This example uses the only the first feature of the `diabetes` dataset. 
The coefficients, the residual sum of squares and the coefficient of determination are also calculated.

In [3]:
import numpy as np
from sklearn import datasets, linear_model
from sklearn.metrics import mean_squared_error, r2_score

In [4]:
# Load the diabetes dataset, which contain 10 attributes: age, sex, body mass index, average blood pressure, and six blood serum measurements
# Target is a quantitative measure of disease progression one year after baseline
diabetes_X, diabetes_y = datasets.load_diabetes(return_X_y=True)

print(diabetes_X.shape)
print(diabetes_y.shape)

(442, 10)
(442,)


In [5]:
# Use only one feature
diabetes_X = diabetes_X[:, 0]
diabetes_X = diabetes_X[:, np.newaxis]

print(diabetes_X.shape)

(442, 1)


In [6]:
# Split the data into training/testing sets
diabetes_X_train = diabetes_X[:-20]
diabetes_X_test = diabetes_X[-20:]

# Split the targets into training/testing sets
diabetes_y_train = diabetes_y[:-20]
diabetes_y_test = diabetes_y[-20:]

print(diabetes_X_train.shape)

(422, 1)


In [7]:
# Create linear regression object
regr = linear_model.LinearRegression()

# Train the model using the training sets
regr.fit(diabetes_X_train, diabetes_y_train)

# Make predictions using the testing set
diabetes_y_pred = regr.predict(diabetes_X_test)

print(diabetes_y_pred.shape)

(20,)


In [8]:
# The coefficients
print('Coefficients: \n', regr.coef_)
# The mean squared error
print('Mean squared error: %.2f' % mean_squared_error(diabetes_y_test, diabetes_y_pred))
# The coefficient of determination: 1 is perfect prediction
print('Coefficient of determination: %.2f' % r2_score(diabetes_y_test, diabetes_y_pred))

Coefficients: 
 [306.72757499]
Mean squared error: 5472.26
Coefficient of determination: -0.13


In [9]:
print(regr.score(diabetes_X_test, diabetes_y_test))

-0.13270201630620848


## 2. Polynomial regression: extending linear models with basis functions

One common pattern within machine learning is to use linear models trained on nonlinear functions of the data.

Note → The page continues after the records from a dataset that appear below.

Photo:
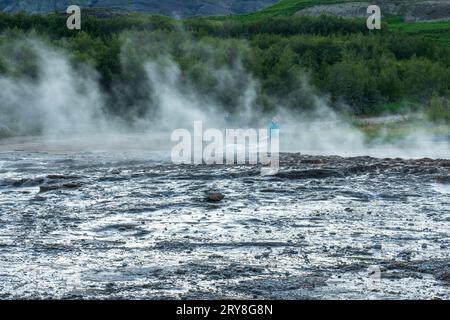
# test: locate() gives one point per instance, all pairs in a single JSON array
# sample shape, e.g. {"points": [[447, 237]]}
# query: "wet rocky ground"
{"points": [[128, 225]]}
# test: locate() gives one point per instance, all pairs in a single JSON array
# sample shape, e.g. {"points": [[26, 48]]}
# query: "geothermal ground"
{"points": [[78, 225]]}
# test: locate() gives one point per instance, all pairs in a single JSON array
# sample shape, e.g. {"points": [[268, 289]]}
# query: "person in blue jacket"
{"points": [[273, 125]]}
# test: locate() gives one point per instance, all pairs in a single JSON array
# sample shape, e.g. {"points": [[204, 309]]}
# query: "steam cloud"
{"points": [[61, 100]]}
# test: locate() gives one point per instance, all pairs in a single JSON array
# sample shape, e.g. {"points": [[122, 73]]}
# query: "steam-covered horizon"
{"points": [[63, 100]]}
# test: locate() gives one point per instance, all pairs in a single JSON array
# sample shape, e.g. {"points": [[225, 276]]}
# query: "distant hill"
{"points": [[173, 8]]}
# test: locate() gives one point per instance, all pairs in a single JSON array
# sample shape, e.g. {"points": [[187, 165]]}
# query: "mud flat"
{"points": [[132, 225]]}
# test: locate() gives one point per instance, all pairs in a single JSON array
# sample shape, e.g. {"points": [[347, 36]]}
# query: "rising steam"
{"points": [[58, 99]]}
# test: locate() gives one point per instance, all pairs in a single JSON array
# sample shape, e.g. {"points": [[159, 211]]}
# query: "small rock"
{"points": [[215, 197]]}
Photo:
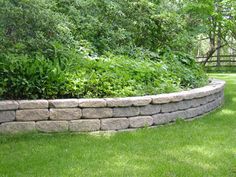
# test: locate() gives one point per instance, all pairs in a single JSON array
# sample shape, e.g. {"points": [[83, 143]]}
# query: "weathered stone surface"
{"points": [[95, 113], [168, 117], [52, 126], [169, 107], [17, 127], [119, 102], [64, 103], [167, 98], [150, 109], [193, 112], [92, 103], [8, 105], [125, 112], [141, 101], [140, 121], [7, 116], [33, 104], [32, 114], [84, 125], [114, 124], [129, 101], [182, 105], [65, 114]]}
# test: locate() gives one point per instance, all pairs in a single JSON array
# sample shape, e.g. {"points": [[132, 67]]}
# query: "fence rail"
{"points": [[224, 61]]}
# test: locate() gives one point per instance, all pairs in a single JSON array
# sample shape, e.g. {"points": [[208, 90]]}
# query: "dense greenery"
{"points": [[93, 48], [203, 147]]}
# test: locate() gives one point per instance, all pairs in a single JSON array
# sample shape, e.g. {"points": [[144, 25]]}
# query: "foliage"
{"points": [[93, 48]]}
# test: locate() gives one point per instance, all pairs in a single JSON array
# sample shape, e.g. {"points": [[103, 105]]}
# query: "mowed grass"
{"points": [[202, 147]]}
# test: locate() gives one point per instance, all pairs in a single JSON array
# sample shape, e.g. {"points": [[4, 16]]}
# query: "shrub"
{"points": [[91, 48]]}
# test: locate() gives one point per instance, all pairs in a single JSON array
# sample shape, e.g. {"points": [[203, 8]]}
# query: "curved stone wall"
{"points": [[85, 115]]}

This approach maintains the generally fast performance of linear methods, while allowing them to fit a much wider range of data.

For example, a simple linear regression can be extended by constructing <b>polynomial features</b> from the coefficients. In the standard linear regression case, you might have a model that looks like this for two-dimensional data: 
$$ \hat{y}(w, x) = w_0 + w_1 x_1 + w_2 x_2 $$ 
If we want to fit a paraboloid to the data instead of a plane, we can combine the features in second-order polynomials, so that the model looks like this:
$$ \hat{y}(w, x) = w_0 + w_1 x_1 + w_2 x_2 + w_3 x_1 x_2 + w_4 x_1^2 + w_5 x_2^2 $$
The (sometimes surprising) observation is that this is still a linear model: to see this, imagine creating a new set of features
$$ z = [x_1, x_2, x_1 x_2, x_1^2, x_2^2] $$
With this re-labeling of the data, our problem can be written
$$ \hat{y}(w, z) = w_0 + w_1 z_1 + w_2 z_2 + w_3 z_3 + w_4 z_4 + w_5 z_5 $$
We see that the resulting polynomial regression is in the same class of linear models we considered above (i.e. the model is linear in $w$) and can be solved by the same techniques. By considering linear fits within a higher-dimensional space built with these basis functions, the model has the flexibility to fit a much broader range of data.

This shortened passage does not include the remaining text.